I would start would diagnosing what is the real cause for the perf issue? Is it CPU, Memory, Disk or IO. This can be identified by few perfmon counters.
For example Linq2SQL uses Sync I/O which could be a big bottleneck for scalability. Because it uses Sync I/O windows threads get blocked and requests would end up waiting. This is usual suspect and might not be true. Here is an MSDN article how sync I/O could affect scalability.
If CPU is an issue then the next question is application CPU bound? Then you could use one of the profilers like mentioned above. Also look for time spent on GC perfmon counter that is another usual suspect?
I'm seeing consistently high CPU usage for my ASP.NET web application (on the live production box only, naturally....!) and I'm trying to narrow down the cause - it's basically maxing out a quad core Xeon box and there's no way it should be able to do that!
The CPU usage of the web process is generally higher than that of the DB process - which rings alarm bells to me on its own (?).
However, using the standard profiling tools (dotTrace, Red Gate etc) only show you the time spent in individual methods (rather than actual CPU usage) - and ultimately still highlight methods that are DB-bound. While this might indicate opportunities for caching or better indexes, I don't see how that in itself would result in high CPU usage of the web application process?
Any suggestions or tips as to how I can narrow this down?
Thanks!
Some suggestions to try at the first place.
1.Deploy with Release Build
Check whether the deployed product is in release mode. By running in debug mode, lot of time is wasted loading the pdbs along with the assemblies.
2.Disable ViewState
Disable viewstate if its not required. ViewState is nothing but data stored in hidden fields to be persisted between requests. it increases the total payload of the page both when served and when requested. There is also an additional overhead incurred when serializing or deserializing view state data that is posted back to the server.

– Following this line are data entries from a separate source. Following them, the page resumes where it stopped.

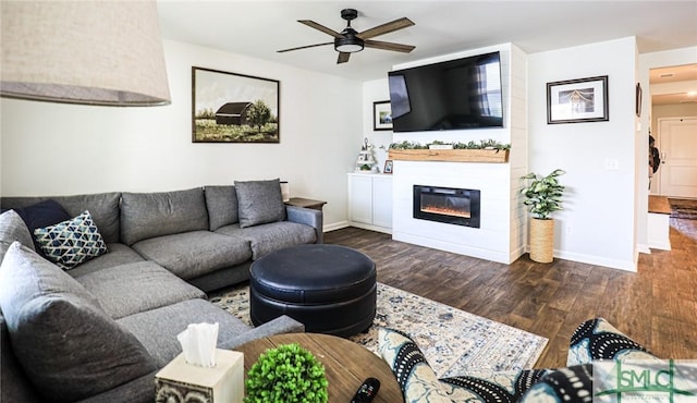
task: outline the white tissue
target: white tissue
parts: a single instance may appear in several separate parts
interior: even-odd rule
[[[176,339],[182,344],[187,364],[207,368],[216,366],[218,322],[191,323],[186,330],[176,335]]]

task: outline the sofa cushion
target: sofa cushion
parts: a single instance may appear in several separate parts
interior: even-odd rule
[[[229,186],[206,186],[206,207],[208,208],[209,230],[236,223],[237,217],[237,193],[235,187]]]
[[[95,220],[101,236],[106,243],[119,242],[119,203],[121,202],[121,193],[95,193],[86,195],[73,196],[10,196],[2,197],[2,208],[25,208],[39,202],[52,199],[57,202],[66,212],[65,218],[53,222],[47,222],[38,227],[46,227],[64,221],[71,217],[75,217],[85,210],[89,210],[91,218]],[[32,231],[33,232],[33,231]]]
[[[34,230],[44,255],[64,270],[107,253],[99,229],[88,210],[80,216]]]
[[[82,265],[70,269],[70,276],[77,278],[94,271],[103,270],[106,268],[145,261],[143,256],[133,251],[132,247],[124,244],[107,244],[108,253],[87,260]]]
[[[176,334],[189,323],[220,323],[218,343],[248,331],[242,320],[204,300],[188,300],[118,320],[145,345],[163,367],[182,352]]]
[[[210,231],[151,237],[132,246],[137,253],[188,280],[252,258],[249,242]]]
[[[93,295],[19,242],[0,266],[0,288],[14,353],[46,399],[84,399],[156,369]]]
[[[291,221],[279,221],[248,228],[240,228],[240,225],[233,224],[218,229],[216,232],[248,241],[254,260],[273,251],[289,246],[311,244],[317,241],[317,232],[313,227]]]
[[[15,241],[34,251],[34,239],[26,223],[16,211],[8,210],[0,215],[0,261]]]
[[[121,241],[126,245],[196,230],[208,230],[208,211],[201,187],[122,194]]]
[[[406,333],[380,328],[378,352],[394,373],[405,402],[452,403],[426,357]]]
[[[269,181],[235,181],[240,227],[253,227],[285,219],[285,205],[278,179]]]
[[[152,261],[109,267],[75,278],[114,319],[206,294]]]

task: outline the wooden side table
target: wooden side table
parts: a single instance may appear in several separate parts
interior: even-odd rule
[[[244,353],[245,378],[261,353],[289,343],[297,343],[307,349],[325,365],[330,402],[351,402],[360,383],[370,377],[380,381],[380,390],[372,402],[404,402],[394,374],[382,358],[359,344],[329,334],[277,334],[236,347],[236,351]]]
[[[289,206],[295,207],[305,207],[311,208],[313,210],[322,210],[322,207],[327,204],[327,202],[322,200],[313,200],[311,198],[303,198],[303,197],[291,197],[290,200],[285,202]]]

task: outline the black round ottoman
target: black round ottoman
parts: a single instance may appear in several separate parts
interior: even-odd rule
[[[375,262],[339,245],[299,245],[252,264],[249,316],[255,326],[288,315],[305,331],[350,337],[372,325]]]

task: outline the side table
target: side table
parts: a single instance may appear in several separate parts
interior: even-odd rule
[[[351,402],[366,378],[380,381],[380,390],[372,402],[404,402],[394,374],[379,356],[346,339],[319,333],[285,333],[257,339],[235,347],[244,353],[246,373],[259,355],[280,344],[297,343],[325,365],[330,402]]]
[[[313,200],[311,198],[304,197],[291,197],[290,200],[285,202],[289,206],[295,207],[305,207],[311,208],[313,210],[322,210],[322,207],[327,204],[327,202],[322,200]]]

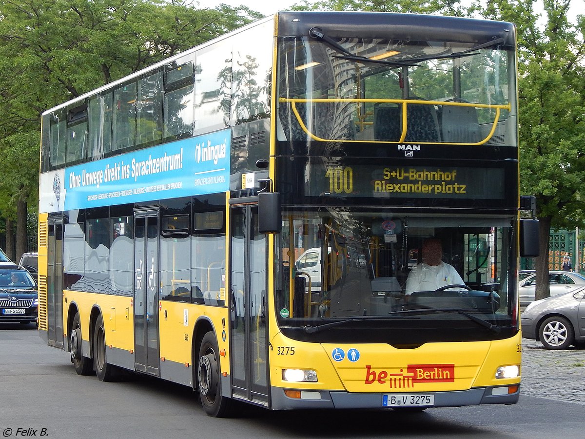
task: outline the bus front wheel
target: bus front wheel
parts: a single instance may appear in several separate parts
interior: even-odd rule
[[[108,363],[105,331],[101,315],[98,316],[94,329],[94,368],[100,381],[113,380],[114,366]]]
[[[81,325],[79,313],[75,313],[69,335],[69,352],[71,355],[71,362],[78,375],[91,375],[94,373],[94,361],[91,358],[83,356],[81,351]]]
[[[221,373],[218,358],[215,336],[207,332],[201,340],[197,362],[197,383],[201,405],[205,413],[214,417],[230,415],[232,401],[221,394]]]

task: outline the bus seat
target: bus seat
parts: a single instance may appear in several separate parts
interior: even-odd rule
[[[182,297],[189,297],[189,290],[185,287],[177,287],[173,293],[173,296],[180,296]]]
[[[374,139],[398,142],[400,128],[400,109],[397,107],[376,105],[374,108]]]
[[[417,97],[409,100],[425,100]],[[439,121],[434,105],[409,104],[407,105],[407,142],[441,142]]]
[[[191,300],[193,303],[199,303],[202,305],[205,303],[205,299],[203,298],[203,291],[201,291],[201,289],[198,286],[195,285],[192,287],[191,292]]]
[[[442,115],[443,142],[474,143],[481,140],[474,108],[443,105]]]

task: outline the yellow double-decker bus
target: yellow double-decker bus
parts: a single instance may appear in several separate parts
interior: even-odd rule
[[[40,337],[214,416],[515,403],[515,35],[281,12],[45,112]]]

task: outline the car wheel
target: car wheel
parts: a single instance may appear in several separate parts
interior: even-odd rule
[[[419,413],[428,409],[428,407],[393,407],[392,410],[401,413]]]
[[[546,349],[566,349],[574,340],[574,331],[565,317],[549,317],[538,330],[541,342]]]
[[[201,341],[197,362],[197,390],[205,413],[214,417],[230,415],[233,401],[221,394],[221,373],[215,335],[207,332]]]
[[[81,351],[81,325],[79,313],[75,313],[69,335],[69,352],[71,362],[78,375],[91,375],[94,373],[94,361],[84,356]]]
[[[100,381],[113,381],[115,366],[108,363],[106,351],[104,319],[100,315],[95,322],[95,328],[94,330],[94,369]]]

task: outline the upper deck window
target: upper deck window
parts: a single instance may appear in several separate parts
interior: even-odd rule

Lastly, view state increases the memory allocations on the server.
3.Disable Session State:
If you are not going to use it disable Session State. By default it’s on. You can actually turn this off for specific pages or for the whole application.

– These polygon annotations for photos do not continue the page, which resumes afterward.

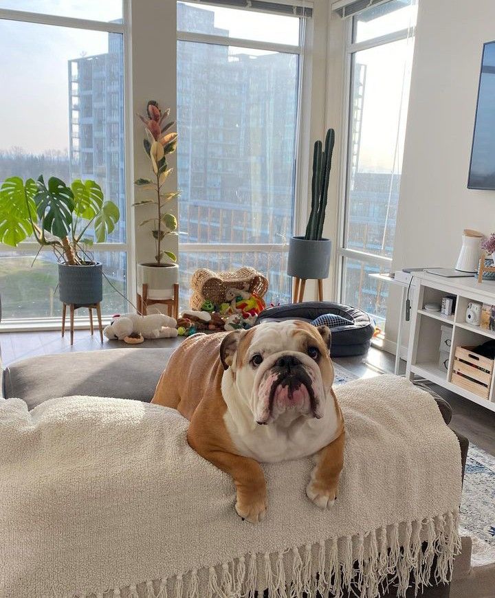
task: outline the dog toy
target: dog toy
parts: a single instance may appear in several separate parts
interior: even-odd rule
[[[258,315],[265,307],[265,302],[256,295],[250,295],[248,298],[236,302],[236,309],[240,310],[245,318],[248,315]]]
[[[243,328],[243,318],[239,313],[232,313],[226,320],[223,326],[225,330],[239,330]]]
[[[223,318],[217,311],[214,311],[208,324],[208,330],[224,330],[224,325]]]
[[[208,311],[211,313],[212,311],[214,311],[214,304],[212,301],[207,299],[201,305],[201,311]]]
[[[164,313],[124,313],[114,315],[111,324],[103,330],[109,340],[124,340],[133,333],[145,338],[173,338],[177,335],[177,322]]]

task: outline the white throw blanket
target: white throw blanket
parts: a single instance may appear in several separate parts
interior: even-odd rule
[[[402,596],[410,573],[417,586],[428,582],[435,556],[432,573],[448,581],[460,544],[455,435],[404,379],[358,380],[337,395],[346,428],[337,501],[321,511],[306,498],[309,459],[265,465],[258,525],[237,516],[231,478],[189,447],[175,410],[76,397],[28,412],[1,401],[0,597],[268,588],[298,598],[352,585],[369,598],[390,575]]]

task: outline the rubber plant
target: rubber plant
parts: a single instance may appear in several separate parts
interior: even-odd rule
[[[170,114],[170,109],[163,112],[158,104],[150,100],[146,105],[145,116],[138,115],[144,123],[146,137],[143,142],[144,151],[150,159],[153,172],[153,179],[138,179],[135,184],[145,190],[153,192],[153,197],[137,201],[136,206],[154,206],[155,214],[140,223],[140,226],[152,224],[151,234],[156,244],[155,258],[157,266],[161,266],[168,258],[177,261],[173,252],[164,250],[162,243],[167,234],[176,234],[177,221],[173,214],[165,210],[165,205],[179,196],[178,191],[165,191],[164,187],[173,169],[167,164],[167,156],[177,148],[177,133],[167,133],[175,124],[173,121],[165,122]]]
[[[120,218],[113,201],[105,201],[94,181],[74,181],[70,186],[52,177],[47,184],[19,177],[6,179],[0,188],[0,243],[17,247],[29,237],[51,247],[58,261],[71,265],[91,262],[85,235],[91,225],[94,241],[103,243]]]
[[[327,131],[324,151],[321,141],[318,140],[315,142],[313,151],[311,207],[305,235],[305,239],[307,241],[321,241],[323,234],[334,144],[335,131],[333,129],[329,129]]]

There are some basic ASP.NET application performance monitoring, check these two MSDN articles
"Monitoring ASP.NET Application Performance" and Performance Counters for ASP.NET
Can you set up some unit tests to call various methods and see what their impact is on processor usage? Visual Studio has some testing tools built in if you're using Team System, but even if you're not, you could write a multithreaded tester to call particular functions hundreds of times.
If you'd like some pointers on how to do this, I can help you build some basic unit testing.
are you recording/reporting unhandled exception? If not do so and check if any of them correspond with your high CPD spikes you may have a stack overflow causing the spikes.
http://msdn.microsoft.com/en-us/library/ms998306.aspx
You could also look into recoding the time of each request by using a HttpModule and checking which requests are taking up the most time which may indicate the pages that are causing the issue.
As Pradeepno notes, the place to start with is really performance counters--they can give you a very good idea of what is consuming what part of the CPU.
The web app usage being higher than DB usage isn't entirely suprising. If you have decent db design, most web apps are barely going to cause a decently powered DB server to break a sweat.